Skai’s Retail Media solutions enable marketers to plan, activate, and measure campaigns across 300+ retailers and publishers (including Amazon, Walmart, Target, and Instacart) as part of a broader commerce media strategy. AI-powered pacing, programmatic intelligence, and audience segmentation tools help teams maximize engagement, efficiently capture demand, and tie spend to sales with confidence even as the promotional landscape becomes more complex.

Ready to finish Q4 strong? Schedule a quick demo to see how Skai helps execute on these insights before the holiday window closes.

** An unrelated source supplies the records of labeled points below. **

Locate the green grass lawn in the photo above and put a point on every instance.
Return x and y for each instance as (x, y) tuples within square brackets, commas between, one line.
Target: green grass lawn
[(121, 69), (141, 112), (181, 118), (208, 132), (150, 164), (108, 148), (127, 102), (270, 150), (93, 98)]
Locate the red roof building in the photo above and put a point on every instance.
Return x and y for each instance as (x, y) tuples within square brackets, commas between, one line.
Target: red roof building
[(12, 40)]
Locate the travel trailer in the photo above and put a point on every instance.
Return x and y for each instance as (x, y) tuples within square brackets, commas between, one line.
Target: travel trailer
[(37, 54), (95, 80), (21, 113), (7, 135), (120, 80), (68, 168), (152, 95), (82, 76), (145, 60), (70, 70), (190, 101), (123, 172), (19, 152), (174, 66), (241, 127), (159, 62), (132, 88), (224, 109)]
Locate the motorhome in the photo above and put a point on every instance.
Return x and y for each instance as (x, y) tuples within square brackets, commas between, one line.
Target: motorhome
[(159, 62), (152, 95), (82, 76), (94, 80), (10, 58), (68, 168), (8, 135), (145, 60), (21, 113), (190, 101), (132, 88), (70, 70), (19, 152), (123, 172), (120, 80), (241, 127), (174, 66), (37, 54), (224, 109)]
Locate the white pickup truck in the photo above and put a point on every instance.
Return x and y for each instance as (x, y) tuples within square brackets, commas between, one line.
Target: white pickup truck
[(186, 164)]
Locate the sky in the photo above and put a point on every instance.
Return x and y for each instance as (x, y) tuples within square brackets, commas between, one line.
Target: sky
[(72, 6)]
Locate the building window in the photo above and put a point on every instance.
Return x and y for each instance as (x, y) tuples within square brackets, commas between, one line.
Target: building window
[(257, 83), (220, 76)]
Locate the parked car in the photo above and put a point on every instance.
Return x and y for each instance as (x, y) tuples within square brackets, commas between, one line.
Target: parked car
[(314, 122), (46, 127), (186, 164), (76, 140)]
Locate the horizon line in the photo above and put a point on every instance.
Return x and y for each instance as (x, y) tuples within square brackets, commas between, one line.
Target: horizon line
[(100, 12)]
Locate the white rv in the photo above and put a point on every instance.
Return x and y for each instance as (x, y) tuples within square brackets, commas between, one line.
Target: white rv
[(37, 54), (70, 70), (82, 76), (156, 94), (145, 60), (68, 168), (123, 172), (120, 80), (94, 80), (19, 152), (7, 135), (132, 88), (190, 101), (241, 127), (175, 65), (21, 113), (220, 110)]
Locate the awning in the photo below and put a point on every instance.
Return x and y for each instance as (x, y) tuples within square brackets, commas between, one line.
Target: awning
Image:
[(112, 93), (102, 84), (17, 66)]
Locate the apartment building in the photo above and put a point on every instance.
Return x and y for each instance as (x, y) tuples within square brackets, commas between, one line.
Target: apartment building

Frequently Asked Questions

What made Black Friday 2025 different from past years?

AI-driven tools and longer deal windows changed the game. Success came from precision targeting, not just high ad spend during peak hours.

How did Amazon DSP impact Black Friday 2025 performance?

Amazon DSP clicks rose 186% YoY. It enabled full-funnel targeting across the web using real commerce signals, not just site retargeting.

Which categories performed best on Black Friday 2025?

Essentials stayed strong, but Electronics surged 20.7%. Brands aligned discounts and media to meet consumer expectations for tech deals.